As demand for electric vehicles and devices grows, we must recycle waste lithium batteries. These batteries are vital to modern tech. But, they harm the environment if disposed of improperly. Recycling can recover valuable materials like lithium, cobalt, and nickel. This reduces the need for new mining and helps the environment. Also, advanced processing can safely manage toxic substances. This prevents pollution and promotes sustainability. With a global focus on a circular economy, we must invest in new recycling solutions for waste lithium batteries. They are vital for a greener future.
Recycling and Processing Waste Lithium Batteries: Sustainable Solutions for a Greener Future
Discarded lithium batteries contain a significant amount of non-renewable heavy metal resources with high economic value. The positive electrode material of lithium batteries is lithium cobalt oxide powder. The negative electrode material is graphite powder. Both electrodes contain substantial quantities of metals such as cobalt, nickel, manganese, copper, and aluminum.

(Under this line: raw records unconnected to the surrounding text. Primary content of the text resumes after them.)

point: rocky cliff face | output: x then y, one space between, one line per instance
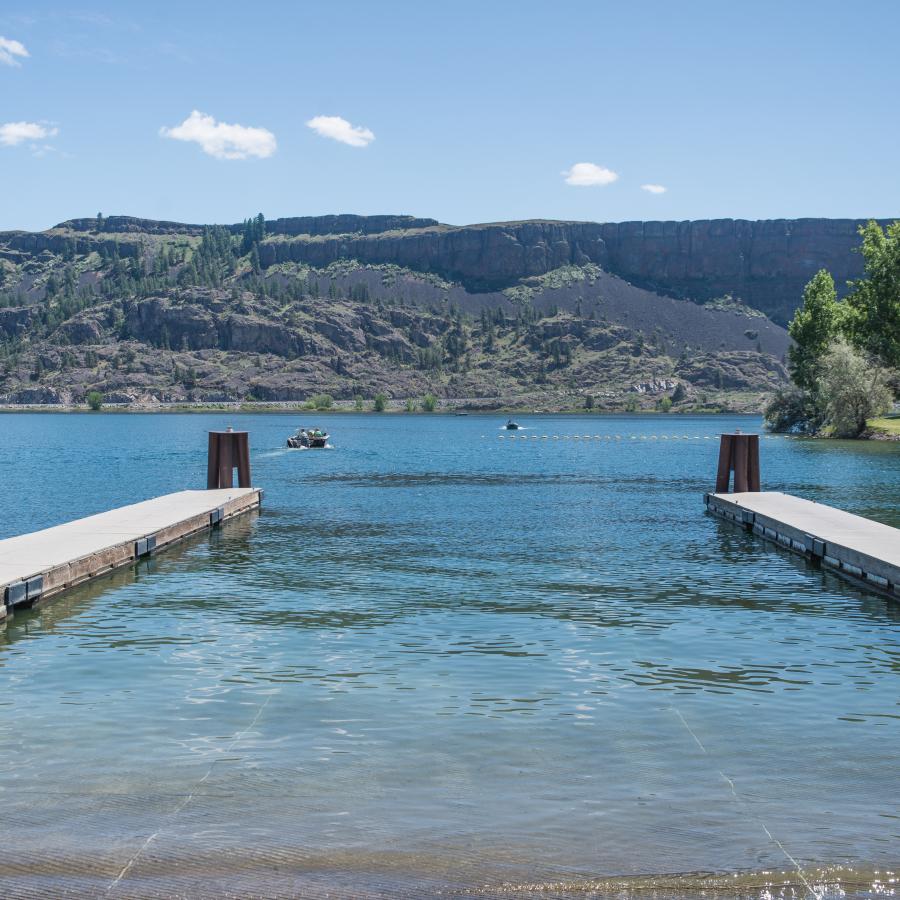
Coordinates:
481 257
764 264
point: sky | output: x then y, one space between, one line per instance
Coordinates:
463 112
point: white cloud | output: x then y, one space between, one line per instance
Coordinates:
13 133
589 175
339 129
222 140
9 50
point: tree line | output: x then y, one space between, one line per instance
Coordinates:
845 360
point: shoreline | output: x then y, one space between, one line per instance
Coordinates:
397 408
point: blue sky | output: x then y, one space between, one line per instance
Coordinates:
463 111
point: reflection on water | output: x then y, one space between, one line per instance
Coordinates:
439 662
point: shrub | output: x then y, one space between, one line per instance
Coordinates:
852 389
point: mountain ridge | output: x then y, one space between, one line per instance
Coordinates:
761 263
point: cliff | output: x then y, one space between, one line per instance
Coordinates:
763 264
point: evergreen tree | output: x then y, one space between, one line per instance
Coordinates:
874 301
814 327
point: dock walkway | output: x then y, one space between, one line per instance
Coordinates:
858 548
38 565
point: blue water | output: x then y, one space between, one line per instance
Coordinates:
448 658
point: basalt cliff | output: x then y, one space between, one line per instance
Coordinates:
541 313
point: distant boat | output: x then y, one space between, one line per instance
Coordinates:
308 439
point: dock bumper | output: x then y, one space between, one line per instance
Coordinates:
107 541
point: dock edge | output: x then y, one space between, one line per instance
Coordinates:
864 571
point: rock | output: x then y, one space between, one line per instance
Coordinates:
15 320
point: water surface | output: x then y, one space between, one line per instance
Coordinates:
446 658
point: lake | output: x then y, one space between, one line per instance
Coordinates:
449 659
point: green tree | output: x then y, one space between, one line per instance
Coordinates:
874 301
853 389
815 326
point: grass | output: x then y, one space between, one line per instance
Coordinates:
886 424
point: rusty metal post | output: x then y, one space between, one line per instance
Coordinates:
228 449
738 453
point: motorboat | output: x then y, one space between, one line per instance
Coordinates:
308 439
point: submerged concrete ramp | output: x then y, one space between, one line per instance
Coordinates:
37 565
859 548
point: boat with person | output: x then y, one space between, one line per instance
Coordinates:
308 439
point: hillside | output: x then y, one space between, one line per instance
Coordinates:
530 313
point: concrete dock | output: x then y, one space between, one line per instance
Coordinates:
857 548
38 565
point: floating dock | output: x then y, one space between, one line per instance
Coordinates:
860 549
38 565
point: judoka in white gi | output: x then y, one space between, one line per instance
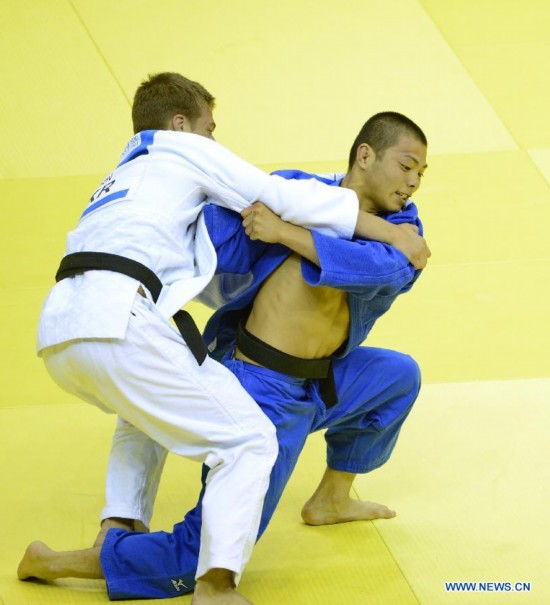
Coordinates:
103 338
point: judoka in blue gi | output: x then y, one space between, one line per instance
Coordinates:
292 334
307 303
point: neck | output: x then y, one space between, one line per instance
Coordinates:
350 181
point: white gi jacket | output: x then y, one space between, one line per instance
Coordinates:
149 210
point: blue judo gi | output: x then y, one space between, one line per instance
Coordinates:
376 387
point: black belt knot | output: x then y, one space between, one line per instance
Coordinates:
79 262
273 359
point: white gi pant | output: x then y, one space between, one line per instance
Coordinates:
151 379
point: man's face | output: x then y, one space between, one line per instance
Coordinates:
204 125
392 178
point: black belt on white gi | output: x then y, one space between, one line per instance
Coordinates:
276 360
79 262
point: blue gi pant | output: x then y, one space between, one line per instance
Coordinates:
376 390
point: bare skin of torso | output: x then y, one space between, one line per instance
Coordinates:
296 318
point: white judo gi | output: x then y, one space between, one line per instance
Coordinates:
104 342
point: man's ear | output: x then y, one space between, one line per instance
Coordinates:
179 122
364 153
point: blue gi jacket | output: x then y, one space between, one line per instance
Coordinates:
373 274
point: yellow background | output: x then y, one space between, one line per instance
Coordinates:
294 82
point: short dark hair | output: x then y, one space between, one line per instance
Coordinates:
383 130
163 95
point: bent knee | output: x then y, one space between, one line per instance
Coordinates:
411 372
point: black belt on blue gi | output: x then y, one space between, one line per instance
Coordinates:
79 262
273 359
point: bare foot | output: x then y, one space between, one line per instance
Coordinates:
216 587
116 523
318 511
36 562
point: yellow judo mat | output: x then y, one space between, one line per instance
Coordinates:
294 81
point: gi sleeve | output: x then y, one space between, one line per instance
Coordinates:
235 184
365 268
236 252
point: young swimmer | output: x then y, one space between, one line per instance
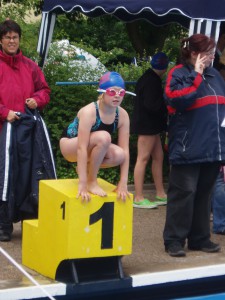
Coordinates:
87 140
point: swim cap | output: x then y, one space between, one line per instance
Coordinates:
159 61
110 79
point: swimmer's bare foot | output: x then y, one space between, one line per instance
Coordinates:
95 189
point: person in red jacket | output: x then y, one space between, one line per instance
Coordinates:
22 84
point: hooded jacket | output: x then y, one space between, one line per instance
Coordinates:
20 78
196 106
26 158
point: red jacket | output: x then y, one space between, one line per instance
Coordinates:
20 78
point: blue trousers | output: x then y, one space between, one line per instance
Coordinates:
218 204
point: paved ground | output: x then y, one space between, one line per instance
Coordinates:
148 251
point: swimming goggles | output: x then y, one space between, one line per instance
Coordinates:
112 92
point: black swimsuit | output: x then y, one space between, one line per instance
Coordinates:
72 130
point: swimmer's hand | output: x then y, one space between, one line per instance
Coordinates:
122 192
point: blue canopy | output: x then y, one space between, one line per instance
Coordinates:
197 15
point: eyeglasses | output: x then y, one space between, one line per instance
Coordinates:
9 38
112 92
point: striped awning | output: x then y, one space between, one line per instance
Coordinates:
199 16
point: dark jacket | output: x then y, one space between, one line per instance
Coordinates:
196 105
26 157
149 114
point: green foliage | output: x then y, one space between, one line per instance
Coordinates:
106 40
67 100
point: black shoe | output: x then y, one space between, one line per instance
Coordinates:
5 236
175 249
208 247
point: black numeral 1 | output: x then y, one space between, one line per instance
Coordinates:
63 206
105 213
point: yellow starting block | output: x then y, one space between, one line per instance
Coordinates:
69 229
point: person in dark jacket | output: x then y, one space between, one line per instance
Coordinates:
22 84
195 97
148 121
220 46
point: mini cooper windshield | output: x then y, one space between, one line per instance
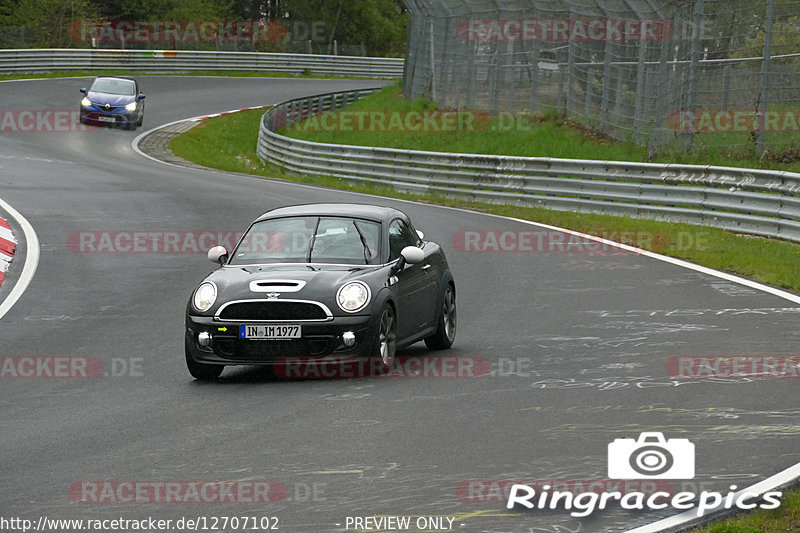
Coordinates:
113 86
331 240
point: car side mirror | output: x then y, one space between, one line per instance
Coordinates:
218 254
409 255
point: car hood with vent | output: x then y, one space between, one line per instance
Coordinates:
318 283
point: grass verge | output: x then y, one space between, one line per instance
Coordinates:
229 143
541 134
139 73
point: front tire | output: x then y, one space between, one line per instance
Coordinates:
446 330
386 340
201 371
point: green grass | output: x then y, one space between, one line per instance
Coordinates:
138 73
545 134
784 518
229 143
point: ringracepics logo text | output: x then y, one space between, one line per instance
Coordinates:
650 456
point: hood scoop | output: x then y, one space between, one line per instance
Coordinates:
276 285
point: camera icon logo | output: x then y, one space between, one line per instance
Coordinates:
651 456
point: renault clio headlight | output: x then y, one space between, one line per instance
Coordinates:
353 296
204 296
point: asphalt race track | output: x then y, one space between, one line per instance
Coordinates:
579 343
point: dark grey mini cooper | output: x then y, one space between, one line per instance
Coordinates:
322 282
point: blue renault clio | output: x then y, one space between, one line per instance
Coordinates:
113 101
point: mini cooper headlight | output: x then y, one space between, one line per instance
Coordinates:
353 296
204 296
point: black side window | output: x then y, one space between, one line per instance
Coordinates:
400 236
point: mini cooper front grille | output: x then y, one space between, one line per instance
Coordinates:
273 349
259 350
274 311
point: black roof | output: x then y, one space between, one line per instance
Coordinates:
365 211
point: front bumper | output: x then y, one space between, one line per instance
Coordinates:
117 117
320 341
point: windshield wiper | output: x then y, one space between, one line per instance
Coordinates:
367 251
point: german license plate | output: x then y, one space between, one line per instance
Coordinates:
270 331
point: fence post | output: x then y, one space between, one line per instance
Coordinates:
694 67
761 141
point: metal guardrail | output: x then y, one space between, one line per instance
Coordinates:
756 202
43 60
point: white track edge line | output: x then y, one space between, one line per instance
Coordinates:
31 259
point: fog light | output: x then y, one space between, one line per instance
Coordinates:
204 339
349 338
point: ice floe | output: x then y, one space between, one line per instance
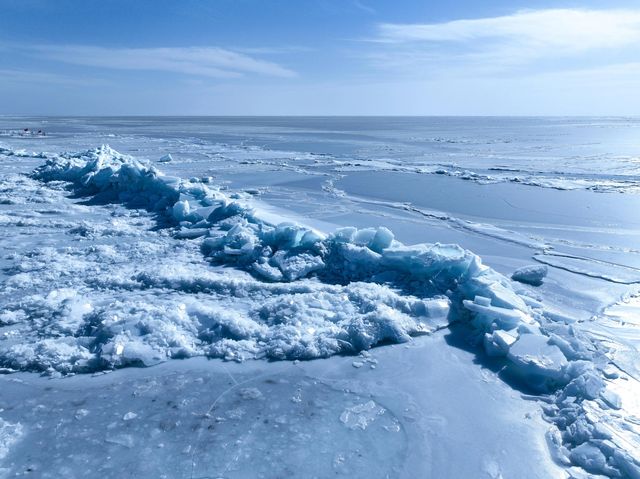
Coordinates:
216 279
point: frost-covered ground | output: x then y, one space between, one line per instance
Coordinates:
467 290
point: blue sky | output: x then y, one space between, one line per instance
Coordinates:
319 57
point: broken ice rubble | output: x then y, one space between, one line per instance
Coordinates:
380 289
533 274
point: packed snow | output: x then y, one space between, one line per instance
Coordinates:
212 278
109 263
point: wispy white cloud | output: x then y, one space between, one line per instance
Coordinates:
515 39
564 29
194 61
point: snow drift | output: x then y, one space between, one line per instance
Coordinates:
290 292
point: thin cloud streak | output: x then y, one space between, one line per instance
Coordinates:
498 44
568 30
210 62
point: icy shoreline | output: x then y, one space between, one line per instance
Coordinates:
325 295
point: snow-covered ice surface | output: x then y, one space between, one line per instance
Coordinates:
251 240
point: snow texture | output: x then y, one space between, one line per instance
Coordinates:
283 291
533 275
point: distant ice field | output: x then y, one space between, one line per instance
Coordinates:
517 240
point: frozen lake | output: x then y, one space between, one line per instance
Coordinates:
402 356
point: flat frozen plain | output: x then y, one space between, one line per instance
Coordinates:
588 240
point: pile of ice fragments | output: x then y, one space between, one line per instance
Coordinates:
543 351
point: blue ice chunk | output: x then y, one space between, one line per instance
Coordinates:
533 274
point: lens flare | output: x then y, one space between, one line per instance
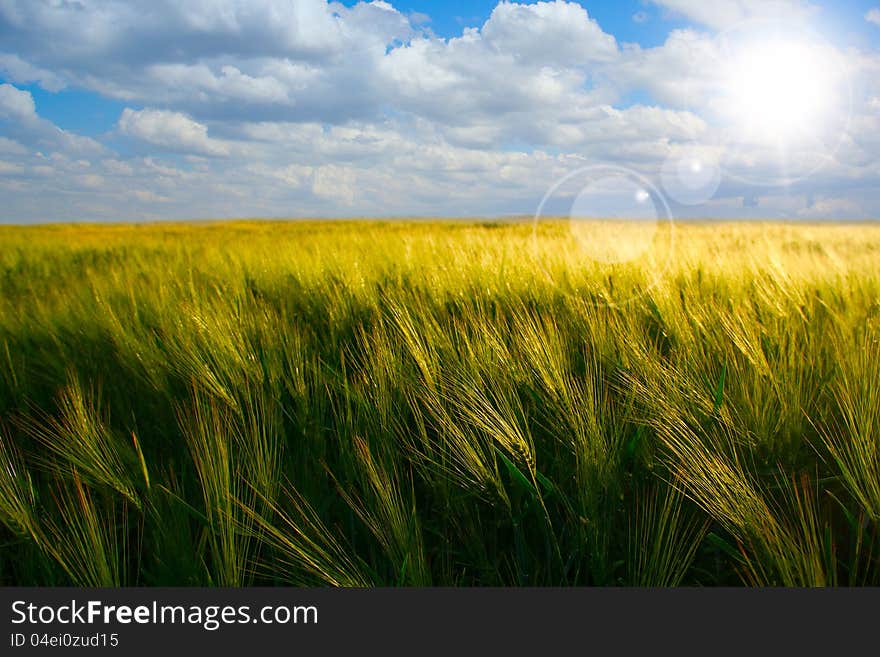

Effective recycling and processing of discarded or unqualified lithium batteries can not only alleviate the environmental pressure caused by waste batteries. It can also prevent the wastage of valuable heavy metals like cobalt, nickel, and manganese. Consequently, due to resource limitations and the need for environmental governance, countries worldwide place great importance on the recycling of waste lithium batteries.
In the process of recycling and treating waste lithium batteries, two main technologies are utilized: dry recycling and wet recycling. Wet recycling technology involves a long process route, requires significant investment, and demands numerous pieces of equipment. It is unable to recycle aluminum metal, and it cannot treat the PVDF in lithium batteries.
Lithium battery recycling high temperature section
On the other hand, dry recycling technology is mainly divided into high-temperature (~800°C) and low-temperature (~400°C) dry processes. Dry recycling technology features a shorter process route and fewer equipment requirements. It can effectively treat PVDF, but it has high energy consumption and requires substantial heat. The dry treatment process inevitably produces acidic gas HF (or other hydrogen halide gases) and organic cracking waste gases. This must be treated separately to avoid significant environmental impact, necessitating a large investment in environmental protection facilities.
Lithium battery recycling and processing equipment typically includes a disassembly line (for repurposing) + grinding and crushing air separation line + extraction (re-extraction) production line. Among these, the grinding and crushing air separation line (i.e., powdering line) is the core of the complete lithium battery recycling and processing equipment.
However, many domestic manufacturers still use a specific process that involves shredding + secondary crushing, grinding + air separation (external high and medium temperature furnaces). This process fails to address the flammable and explosive issues associated with live waste lithium batteries at the source. It results in processing costs approaching 3,000 yuan per ton.
We have introduced advanced foreign technology and implemented technological reforms. The feeding mechanism of our self-produced high-temperature pyrolysis furnace is designed with variable frequency speed regulation to create a high-temperature vacuum belt, effectively solving the fire and explosion risks associated with shredders.
This innovation significantly reduces equipment production and operation costs. Additionally, this unique lithium battery recycling and processing equipment production line does not require nitrogen or other oxygen-isolating gases. It further lowers production and operational expenses.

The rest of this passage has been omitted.